Meski masuk dalam wilayah geografis Indonesia, pulau ini dan warga yang menetap di dalamnya seolah tidak mendapatkan pengakuan secara administratif oleh pemerintah Indonesia dalam hal ini pemerintah Provinsi Nusa Tenggara Timur dan pemerintah Kabupaten Kupang. Salah satu indikasi paling mendasar adalah warga tidak memiliki Kartu Tanda Penduduk (KTP), meski sistem pemerintahan terkecilnya telah terbentuk. Bahkan ketua RT dan RW-nya pun tidak memiliki KTP. RT/RW yang dibentuk pun belum memiliki “ketegasan” kejelasan desa atau kecamatan mana yang menjadi wilayah administratif hirarkisnya. Akibatnya masyarakat Pulau Kera mengalami kesulitan dalam memperoleh pelayanan publik, baik dari segi hukum, pendidikan, ekonomi, kesehatan dan lain sebagainya. Masyarakat kesulitan mengurus KTP, Akta Nikah, Kartu Keluarga, Akta Kelahiran dan hak-hak administratif lainnya yang menjadi syarat pengakauan sebagai Warga Negara Indonesia. 

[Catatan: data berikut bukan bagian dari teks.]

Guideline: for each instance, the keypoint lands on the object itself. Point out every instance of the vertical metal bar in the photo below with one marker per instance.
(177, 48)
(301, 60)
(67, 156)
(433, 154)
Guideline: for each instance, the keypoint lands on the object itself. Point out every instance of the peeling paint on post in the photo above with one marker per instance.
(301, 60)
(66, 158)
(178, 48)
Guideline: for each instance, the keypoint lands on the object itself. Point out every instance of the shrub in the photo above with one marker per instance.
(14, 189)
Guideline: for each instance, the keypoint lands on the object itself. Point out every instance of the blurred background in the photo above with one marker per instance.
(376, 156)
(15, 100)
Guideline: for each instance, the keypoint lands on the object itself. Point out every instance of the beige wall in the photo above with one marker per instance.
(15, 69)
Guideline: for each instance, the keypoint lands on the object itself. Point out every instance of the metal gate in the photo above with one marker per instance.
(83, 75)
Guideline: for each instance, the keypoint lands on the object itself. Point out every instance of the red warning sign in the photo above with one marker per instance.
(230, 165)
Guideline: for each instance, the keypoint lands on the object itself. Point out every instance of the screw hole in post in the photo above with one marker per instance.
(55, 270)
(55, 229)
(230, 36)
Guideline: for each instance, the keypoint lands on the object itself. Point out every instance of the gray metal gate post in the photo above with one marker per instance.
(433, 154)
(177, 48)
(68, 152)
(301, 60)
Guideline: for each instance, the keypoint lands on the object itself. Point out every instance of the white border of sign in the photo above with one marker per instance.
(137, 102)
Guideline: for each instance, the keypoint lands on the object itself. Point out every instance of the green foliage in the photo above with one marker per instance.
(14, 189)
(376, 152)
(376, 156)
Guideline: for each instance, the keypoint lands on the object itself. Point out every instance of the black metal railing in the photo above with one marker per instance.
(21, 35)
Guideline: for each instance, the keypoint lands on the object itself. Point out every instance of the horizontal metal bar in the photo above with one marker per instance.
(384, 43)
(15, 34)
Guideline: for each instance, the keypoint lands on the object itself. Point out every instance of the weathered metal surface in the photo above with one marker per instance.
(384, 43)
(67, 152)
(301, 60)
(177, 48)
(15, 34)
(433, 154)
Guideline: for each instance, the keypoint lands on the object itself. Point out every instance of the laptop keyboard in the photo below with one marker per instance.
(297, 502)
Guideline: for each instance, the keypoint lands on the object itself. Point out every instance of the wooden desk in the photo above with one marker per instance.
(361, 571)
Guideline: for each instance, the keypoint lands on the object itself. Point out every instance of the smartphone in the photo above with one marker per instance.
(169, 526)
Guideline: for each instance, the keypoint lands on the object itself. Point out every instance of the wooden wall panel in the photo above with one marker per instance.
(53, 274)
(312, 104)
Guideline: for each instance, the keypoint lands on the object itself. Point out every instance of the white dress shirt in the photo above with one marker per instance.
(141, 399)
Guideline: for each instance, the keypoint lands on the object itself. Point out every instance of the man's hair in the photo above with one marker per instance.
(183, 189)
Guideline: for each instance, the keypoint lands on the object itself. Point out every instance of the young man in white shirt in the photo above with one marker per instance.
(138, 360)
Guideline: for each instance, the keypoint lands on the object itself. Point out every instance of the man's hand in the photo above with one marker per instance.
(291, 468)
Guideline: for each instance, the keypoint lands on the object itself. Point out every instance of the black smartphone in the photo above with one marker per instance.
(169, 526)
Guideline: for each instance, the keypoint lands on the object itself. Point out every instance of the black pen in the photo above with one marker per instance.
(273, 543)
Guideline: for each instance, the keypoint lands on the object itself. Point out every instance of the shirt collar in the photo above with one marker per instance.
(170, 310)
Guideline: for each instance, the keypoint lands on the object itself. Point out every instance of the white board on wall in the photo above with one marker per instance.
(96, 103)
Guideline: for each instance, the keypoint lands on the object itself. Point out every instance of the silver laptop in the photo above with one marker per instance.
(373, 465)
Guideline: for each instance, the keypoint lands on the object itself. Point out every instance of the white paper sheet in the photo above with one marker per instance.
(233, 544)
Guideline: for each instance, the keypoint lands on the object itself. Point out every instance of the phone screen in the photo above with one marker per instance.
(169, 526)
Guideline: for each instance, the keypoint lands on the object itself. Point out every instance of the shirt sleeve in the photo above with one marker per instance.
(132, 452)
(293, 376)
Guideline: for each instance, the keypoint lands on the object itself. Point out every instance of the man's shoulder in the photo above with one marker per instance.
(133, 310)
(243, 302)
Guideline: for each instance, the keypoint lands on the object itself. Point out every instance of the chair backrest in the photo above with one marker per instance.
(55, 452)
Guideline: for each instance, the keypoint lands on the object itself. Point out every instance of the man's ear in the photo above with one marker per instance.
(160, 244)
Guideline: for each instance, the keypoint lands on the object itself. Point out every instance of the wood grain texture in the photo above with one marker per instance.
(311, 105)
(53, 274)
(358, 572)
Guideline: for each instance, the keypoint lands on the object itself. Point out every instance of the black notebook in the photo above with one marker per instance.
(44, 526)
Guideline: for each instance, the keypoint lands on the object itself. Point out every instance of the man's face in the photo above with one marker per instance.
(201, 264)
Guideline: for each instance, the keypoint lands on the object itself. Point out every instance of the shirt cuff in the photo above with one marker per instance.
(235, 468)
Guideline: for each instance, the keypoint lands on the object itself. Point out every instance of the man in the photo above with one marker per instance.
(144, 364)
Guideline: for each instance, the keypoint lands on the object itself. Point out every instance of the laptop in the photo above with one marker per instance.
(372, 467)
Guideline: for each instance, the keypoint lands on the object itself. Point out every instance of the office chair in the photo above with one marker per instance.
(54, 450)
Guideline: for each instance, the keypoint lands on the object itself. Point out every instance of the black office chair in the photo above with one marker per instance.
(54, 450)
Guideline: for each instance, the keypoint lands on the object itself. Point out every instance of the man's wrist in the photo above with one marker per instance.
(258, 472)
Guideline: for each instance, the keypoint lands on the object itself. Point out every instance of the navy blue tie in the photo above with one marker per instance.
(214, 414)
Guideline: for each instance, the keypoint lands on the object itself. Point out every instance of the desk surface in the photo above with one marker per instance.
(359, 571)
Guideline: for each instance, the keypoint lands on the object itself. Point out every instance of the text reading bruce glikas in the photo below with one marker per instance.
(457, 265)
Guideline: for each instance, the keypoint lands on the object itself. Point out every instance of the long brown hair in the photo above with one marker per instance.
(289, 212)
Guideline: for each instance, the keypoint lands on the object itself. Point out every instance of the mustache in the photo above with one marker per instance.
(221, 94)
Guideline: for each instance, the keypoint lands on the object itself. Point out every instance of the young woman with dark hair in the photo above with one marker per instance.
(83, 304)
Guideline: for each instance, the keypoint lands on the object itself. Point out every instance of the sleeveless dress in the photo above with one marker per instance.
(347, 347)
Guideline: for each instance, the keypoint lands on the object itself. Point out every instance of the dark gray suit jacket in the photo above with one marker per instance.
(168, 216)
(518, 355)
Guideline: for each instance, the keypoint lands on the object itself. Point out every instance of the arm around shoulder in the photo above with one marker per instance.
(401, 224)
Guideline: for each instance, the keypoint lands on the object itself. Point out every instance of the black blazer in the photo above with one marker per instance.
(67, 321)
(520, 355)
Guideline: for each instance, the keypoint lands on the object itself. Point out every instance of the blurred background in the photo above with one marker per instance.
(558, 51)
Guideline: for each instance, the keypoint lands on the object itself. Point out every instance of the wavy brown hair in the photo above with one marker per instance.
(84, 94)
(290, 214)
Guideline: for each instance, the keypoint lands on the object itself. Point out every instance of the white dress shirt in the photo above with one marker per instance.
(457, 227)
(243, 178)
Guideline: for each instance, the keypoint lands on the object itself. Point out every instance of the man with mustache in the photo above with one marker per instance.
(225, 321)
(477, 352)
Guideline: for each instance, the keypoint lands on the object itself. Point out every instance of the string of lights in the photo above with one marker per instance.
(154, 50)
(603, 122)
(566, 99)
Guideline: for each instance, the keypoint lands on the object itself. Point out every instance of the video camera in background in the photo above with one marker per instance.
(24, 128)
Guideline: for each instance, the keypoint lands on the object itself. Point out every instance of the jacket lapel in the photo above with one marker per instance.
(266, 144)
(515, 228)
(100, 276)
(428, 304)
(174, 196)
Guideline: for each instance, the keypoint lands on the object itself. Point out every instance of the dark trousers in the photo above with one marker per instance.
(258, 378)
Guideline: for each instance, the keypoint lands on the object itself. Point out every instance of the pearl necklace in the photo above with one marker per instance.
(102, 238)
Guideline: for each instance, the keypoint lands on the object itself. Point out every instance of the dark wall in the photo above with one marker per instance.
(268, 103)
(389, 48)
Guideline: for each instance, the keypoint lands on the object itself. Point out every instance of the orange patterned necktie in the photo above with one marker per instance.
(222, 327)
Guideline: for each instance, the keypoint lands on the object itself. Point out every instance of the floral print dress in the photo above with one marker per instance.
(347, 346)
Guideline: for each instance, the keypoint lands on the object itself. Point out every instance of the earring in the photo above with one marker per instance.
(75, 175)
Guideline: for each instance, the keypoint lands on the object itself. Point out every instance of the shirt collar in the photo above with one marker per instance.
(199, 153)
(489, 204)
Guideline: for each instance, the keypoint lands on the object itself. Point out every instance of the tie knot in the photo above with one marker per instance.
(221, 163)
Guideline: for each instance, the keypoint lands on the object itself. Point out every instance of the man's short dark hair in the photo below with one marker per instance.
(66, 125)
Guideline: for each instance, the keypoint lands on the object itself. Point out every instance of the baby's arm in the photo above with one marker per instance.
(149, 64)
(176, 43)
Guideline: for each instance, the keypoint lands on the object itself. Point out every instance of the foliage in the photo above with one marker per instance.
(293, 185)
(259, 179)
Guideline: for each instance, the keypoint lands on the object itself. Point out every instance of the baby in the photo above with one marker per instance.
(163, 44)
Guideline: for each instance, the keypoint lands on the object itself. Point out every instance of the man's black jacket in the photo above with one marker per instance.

Buntut dari ini juga, masyarakat tidak pernah merasakan pelayanan pemerintah seperti bantuan Raskin, BLT, Kartu Indonesia Sehat dan sejumlah bantuan lainnya baik dari pemerintah provinsi maupun kabupaten (Naesaku, 2017). Walaupun secara administratif geografis dan demografis belum mengalami kejelasan, namun di setiap momentum Pemilu baik Pilbup, Pilgub, Pileg dan Pilpres masyarakat Pulau Kera selalu dilibatkan. Demokrasi pada saat pemilu bukan lagi menjadi hak bagi mereka, akan tetapi menjadi kewajiban. Sehingga mereka harus terlibat di dalamnya meski mereka tidak memiliki KTP. Padahal sebenarnya ini melanggar hukum dalam pemilu (Naesaku, 2017).  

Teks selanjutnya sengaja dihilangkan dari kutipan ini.